Infertility and multiple pregnancies
In 1978 the first baby was born by in vitro fertilization (IVF), and she herself has now given birth to a healthy child following natural conception. Over the last 30 years well over 1 million babies have been born worldwide using IVF technology. One-quarter of these pregnancies have resulted in multiple births, compared with 11 per 1000 pregnancies following natural conception. In the United Kingdom this has led to a 66% increase in twin births, which itself has increased the frequency of maternal complications in often older mothers. The cause of infertility may also lead to problems in pregnancy, e.g. women with polycystic ovary syndrome are at increased risk of pregnancy-induced hypertension and gestational diabetes.

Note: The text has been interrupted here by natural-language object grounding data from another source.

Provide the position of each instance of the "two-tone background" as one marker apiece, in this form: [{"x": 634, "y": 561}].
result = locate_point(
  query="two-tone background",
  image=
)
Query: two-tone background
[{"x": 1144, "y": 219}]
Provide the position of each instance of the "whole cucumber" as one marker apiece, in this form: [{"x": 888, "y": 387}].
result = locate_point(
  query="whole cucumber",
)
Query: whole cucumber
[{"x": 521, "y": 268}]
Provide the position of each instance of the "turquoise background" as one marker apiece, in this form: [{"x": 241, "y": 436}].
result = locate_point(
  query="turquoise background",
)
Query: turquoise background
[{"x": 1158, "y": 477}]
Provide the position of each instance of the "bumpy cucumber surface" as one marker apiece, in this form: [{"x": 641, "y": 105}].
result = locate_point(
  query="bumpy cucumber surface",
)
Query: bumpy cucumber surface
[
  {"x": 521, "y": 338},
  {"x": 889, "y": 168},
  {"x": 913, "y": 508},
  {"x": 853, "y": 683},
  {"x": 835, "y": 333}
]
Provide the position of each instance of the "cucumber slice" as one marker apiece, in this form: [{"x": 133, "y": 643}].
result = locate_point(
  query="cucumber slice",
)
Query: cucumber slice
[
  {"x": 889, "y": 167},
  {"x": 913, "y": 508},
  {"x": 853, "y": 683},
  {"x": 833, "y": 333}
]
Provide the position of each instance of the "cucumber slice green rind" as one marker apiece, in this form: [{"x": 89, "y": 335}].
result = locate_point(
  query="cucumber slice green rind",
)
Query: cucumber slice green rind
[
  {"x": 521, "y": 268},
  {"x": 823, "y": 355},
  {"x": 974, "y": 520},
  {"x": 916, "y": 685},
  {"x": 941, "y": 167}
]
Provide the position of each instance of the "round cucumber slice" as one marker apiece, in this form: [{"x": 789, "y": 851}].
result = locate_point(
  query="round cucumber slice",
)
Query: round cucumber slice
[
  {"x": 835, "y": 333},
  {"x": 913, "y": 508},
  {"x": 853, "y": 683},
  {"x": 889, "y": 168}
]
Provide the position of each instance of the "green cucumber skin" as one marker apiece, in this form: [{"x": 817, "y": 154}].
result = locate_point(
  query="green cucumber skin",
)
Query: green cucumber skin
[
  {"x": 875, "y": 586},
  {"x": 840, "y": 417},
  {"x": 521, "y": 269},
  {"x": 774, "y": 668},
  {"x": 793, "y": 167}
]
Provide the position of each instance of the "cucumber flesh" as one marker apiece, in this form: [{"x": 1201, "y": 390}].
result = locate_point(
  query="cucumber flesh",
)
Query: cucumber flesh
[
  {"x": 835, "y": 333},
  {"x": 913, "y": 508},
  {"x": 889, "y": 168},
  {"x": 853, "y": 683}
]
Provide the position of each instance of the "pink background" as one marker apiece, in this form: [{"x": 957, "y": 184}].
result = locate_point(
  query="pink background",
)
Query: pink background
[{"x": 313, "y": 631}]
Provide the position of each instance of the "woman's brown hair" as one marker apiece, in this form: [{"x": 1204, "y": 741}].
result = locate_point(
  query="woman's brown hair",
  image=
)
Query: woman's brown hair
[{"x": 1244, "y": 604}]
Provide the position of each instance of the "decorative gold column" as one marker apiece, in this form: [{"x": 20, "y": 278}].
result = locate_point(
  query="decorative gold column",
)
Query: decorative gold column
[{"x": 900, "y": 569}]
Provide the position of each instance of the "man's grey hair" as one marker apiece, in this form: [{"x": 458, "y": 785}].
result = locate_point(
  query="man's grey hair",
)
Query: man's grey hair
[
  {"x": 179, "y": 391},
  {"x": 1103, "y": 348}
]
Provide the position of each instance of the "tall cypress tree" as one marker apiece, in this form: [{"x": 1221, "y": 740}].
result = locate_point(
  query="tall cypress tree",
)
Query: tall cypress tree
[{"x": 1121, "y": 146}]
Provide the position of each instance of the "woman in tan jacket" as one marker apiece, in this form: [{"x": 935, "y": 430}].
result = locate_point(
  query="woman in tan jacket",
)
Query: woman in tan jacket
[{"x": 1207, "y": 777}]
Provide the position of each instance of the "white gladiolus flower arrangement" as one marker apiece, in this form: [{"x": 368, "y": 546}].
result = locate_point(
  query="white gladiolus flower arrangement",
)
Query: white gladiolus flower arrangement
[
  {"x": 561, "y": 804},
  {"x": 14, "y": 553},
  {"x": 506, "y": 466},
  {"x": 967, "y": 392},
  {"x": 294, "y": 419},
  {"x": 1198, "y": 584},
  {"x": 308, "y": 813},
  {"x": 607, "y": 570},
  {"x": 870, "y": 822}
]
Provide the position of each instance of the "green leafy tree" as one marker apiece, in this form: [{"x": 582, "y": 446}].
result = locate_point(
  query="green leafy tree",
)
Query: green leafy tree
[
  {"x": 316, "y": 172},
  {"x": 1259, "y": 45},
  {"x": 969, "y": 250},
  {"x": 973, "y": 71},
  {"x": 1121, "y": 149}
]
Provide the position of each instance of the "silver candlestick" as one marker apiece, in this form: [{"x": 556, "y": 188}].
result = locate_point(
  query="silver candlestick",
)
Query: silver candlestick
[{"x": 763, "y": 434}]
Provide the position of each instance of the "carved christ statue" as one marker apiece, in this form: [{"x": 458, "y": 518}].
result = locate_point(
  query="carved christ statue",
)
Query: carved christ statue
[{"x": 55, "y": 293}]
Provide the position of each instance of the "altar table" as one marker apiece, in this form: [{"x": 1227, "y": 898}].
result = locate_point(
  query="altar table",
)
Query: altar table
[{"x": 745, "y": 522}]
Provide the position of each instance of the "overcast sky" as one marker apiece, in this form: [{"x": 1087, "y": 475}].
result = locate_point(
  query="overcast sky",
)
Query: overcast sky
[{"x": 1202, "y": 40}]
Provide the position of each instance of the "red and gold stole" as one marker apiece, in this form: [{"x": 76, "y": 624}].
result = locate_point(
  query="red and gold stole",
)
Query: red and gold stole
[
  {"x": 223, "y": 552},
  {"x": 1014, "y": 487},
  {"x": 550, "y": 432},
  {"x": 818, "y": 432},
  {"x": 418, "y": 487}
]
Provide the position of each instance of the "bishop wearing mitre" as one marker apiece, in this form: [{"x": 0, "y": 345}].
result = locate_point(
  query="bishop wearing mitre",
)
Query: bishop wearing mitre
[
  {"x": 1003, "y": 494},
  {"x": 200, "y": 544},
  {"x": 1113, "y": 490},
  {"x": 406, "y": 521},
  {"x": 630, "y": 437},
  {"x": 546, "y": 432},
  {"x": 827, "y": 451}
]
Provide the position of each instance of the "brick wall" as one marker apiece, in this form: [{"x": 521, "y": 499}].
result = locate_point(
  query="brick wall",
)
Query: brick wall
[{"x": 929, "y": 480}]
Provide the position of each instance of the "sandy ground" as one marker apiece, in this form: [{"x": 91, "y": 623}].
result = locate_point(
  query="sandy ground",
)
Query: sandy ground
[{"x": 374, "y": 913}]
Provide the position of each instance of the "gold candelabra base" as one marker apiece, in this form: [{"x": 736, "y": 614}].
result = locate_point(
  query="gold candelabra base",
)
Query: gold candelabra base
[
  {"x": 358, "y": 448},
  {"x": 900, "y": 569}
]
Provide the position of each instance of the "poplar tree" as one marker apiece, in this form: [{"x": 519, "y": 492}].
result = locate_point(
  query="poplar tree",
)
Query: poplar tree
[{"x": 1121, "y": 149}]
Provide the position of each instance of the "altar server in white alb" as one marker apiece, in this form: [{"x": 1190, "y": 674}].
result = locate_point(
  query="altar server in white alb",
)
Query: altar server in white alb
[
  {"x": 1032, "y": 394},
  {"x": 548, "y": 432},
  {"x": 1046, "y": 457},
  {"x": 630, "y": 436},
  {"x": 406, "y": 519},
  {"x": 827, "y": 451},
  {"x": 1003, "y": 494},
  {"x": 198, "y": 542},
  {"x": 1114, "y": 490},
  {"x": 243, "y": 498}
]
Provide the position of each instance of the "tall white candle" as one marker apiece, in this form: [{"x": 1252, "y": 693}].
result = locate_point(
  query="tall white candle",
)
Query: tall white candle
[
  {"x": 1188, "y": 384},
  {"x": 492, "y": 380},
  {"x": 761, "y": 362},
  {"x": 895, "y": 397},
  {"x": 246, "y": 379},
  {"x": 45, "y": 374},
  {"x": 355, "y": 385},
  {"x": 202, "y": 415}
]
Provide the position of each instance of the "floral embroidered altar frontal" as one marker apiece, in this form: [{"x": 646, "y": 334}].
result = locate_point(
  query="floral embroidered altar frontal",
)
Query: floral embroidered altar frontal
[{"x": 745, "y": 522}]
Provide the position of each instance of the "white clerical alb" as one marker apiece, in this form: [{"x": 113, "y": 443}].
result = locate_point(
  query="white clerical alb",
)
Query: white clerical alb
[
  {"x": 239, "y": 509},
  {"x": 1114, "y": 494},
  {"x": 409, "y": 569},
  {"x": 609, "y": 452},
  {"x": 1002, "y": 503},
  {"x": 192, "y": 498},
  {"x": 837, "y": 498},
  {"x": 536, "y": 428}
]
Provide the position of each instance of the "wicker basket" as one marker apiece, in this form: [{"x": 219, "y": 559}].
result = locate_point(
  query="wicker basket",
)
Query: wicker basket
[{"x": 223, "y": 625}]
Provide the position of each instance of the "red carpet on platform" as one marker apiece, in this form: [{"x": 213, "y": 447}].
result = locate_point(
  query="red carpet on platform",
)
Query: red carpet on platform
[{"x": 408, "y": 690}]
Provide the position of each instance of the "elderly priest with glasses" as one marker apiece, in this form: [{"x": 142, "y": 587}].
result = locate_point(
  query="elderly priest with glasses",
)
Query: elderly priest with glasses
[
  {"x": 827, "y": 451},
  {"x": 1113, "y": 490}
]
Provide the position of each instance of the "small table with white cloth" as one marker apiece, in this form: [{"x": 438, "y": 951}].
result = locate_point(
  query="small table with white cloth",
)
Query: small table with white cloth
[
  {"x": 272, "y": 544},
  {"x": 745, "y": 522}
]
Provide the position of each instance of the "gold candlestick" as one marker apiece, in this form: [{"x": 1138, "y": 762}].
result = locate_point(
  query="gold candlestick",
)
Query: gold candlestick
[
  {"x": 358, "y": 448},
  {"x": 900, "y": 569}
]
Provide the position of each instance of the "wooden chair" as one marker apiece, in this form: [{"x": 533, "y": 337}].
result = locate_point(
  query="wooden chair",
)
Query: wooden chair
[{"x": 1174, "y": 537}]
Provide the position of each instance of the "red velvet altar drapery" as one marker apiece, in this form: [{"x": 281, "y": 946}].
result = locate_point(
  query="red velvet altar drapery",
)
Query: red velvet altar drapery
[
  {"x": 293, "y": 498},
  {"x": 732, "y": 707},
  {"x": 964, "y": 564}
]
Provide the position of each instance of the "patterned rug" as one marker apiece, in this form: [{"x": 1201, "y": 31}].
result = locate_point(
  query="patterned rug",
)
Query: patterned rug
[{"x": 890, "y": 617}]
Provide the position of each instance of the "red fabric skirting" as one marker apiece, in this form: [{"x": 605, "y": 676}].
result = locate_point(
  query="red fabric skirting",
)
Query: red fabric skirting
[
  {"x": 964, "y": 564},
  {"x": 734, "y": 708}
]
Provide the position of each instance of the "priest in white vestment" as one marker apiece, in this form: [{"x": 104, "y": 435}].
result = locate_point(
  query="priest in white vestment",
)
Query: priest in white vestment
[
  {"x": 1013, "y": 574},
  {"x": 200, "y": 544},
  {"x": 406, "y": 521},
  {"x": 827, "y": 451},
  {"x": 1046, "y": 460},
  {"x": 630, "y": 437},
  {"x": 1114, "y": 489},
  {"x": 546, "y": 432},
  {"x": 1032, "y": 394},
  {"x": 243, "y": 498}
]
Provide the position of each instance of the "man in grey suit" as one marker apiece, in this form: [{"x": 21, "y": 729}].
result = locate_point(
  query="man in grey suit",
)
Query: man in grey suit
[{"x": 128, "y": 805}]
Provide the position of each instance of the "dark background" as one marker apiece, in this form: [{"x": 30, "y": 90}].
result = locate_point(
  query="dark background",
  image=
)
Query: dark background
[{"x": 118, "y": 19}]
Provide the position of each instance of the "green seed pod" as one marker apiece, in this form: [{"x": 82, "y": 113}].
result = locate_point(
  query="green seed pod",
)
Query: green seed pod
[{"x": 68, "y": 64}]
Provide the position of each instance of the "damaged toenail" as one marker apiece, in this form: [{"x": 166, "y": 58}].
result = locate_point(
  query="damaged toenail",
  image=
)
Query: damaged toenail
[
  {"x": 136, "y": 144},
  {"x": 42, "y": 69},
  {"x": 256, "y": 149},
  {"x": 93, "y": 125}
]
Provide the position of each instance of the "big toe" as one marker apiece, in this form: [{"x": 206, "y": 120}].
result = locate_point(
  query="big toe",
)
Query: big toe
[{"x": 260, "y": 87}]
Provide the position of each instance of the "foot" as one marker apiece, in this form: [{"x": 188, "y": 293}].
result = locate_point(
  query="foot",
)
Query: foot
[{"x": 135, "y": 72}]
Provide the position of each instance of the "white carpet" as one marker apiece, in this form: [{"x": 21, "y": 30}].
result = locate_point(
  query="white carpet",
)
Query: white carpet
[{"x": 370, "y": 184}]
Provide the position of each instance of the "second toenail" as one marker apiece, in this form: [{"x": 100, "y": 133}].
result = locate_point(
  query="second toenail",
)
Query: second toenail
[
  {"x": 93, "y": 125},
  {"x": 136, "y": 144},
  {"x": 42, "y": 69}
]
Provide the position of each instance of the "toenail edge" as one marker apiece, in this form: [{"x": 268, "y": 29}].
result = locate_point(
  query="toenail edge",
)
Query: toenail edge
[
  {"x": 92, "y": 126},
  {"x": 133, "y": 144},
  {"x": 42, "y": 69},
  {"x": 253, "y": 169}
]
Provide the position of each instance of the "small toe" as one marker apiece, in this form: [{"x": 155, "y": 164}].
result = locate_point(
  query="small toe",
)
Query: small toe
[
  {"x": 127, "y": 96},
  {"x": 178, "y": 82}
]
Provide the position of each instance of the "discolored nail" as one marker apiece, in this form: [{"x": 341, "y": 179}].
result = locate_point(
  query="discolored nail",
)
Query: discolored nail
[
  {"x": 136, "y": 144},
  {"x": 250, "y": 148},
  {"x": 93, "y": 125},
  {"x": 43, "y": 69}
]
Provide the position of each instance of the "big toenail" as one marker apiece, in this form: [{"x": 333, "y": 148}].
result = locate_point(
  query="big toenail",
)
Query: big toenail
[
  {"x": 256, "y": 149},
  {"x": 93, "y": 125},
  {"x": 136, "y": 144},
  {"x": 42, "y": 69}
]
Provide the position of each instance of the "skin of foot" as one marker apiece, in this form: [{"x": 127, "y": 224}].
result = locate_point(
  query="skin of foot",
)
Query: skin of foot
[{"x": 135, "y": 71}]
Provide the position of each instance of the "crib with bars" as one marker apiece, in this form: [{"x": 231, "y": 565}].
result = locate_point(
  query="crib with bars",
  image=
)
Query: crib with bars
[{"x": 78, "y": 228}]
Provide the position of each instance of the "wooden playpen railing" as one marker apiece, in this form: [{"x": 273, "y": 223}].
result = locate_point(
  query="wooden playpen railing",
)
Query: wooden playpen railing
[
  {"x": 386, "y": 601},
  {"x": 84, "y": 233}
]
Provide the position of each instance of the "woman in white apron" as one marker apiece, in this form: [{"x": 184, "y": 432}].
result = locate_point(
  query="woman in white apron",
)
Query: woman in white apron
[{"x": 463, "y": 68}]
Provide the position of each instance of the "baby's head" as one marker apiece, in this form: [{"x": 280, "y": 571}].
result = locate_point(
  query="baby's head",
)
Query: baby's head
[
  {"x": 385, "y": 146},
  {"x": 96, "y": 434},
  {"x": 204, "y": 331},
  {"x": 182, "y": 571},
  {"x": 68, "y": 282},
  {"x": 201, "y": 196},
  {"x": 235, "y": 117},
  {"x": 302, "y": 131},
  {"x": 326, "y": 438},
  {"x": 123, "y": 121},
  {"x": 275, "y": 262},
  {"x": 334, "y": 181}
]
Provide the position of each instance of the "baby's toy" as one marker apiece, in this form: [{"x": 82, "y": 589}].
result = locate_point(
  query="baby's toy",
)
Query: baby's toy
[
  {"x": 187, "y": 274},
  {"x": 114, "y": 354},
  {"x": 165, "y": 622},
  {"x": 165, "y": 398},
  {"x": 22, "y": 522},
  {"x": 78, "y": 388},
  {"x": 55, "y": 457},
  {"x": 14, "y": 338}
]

Ovarian hyperstimulation syndrome
To increase the yield of eggs, women receiving IVF undergo ovarian stimulation with gonadotropins, following which up to 10% develop an ovarian hyperstimulation syndrome that is severe in 1% of cases. This occurs when multiple follicles each develop into a corpus luteum, producing excessive amounts of progesterone and resulting in massive ovarian enlargement and increased vascular permeability. Protein-rich fluid shifts into serous cavities, causing ascites and (in more severe cases) pleural and pericardial effusions. Haemoconcentration and hypotension result, increasing the risk of thrombosis and reducing renal perfusion. Most cases are mild, but death has followed acute respiratory distress, hepatorenal failure, thromboembolism, and rupture of grossly enlarged ovaries. Management is mainly supportive, including careful fluid balance, thromboprophylaxis, analgesia, and adjustment of luteal stimulation under the guidance of a specialist in assisted conception. In some cases paracentesis can be used to transiently relieve abdominal pressure symptoms.
Diagnosis of pregnancy
Pregnancy can be diagnosed within a day of missing a menstrual bleed by identifying a rise in concentration of urinary human chorionic gonadotropin (hCG). At this time the embryo is 2 weeks old, but obstetric convention dictates that the gestation of pregnancy is calculated from the first day of the last menstrual period, i.e. 2 weeks earlier than embryonic age. Teratogenic drugs interfere with organ development in the 2 to 8 weeks postconception (embryonic period). After 9 weeks and until delivery, the conceptus is known as a fetus, but it is still vulnerable to the effects of drugs given to the mother.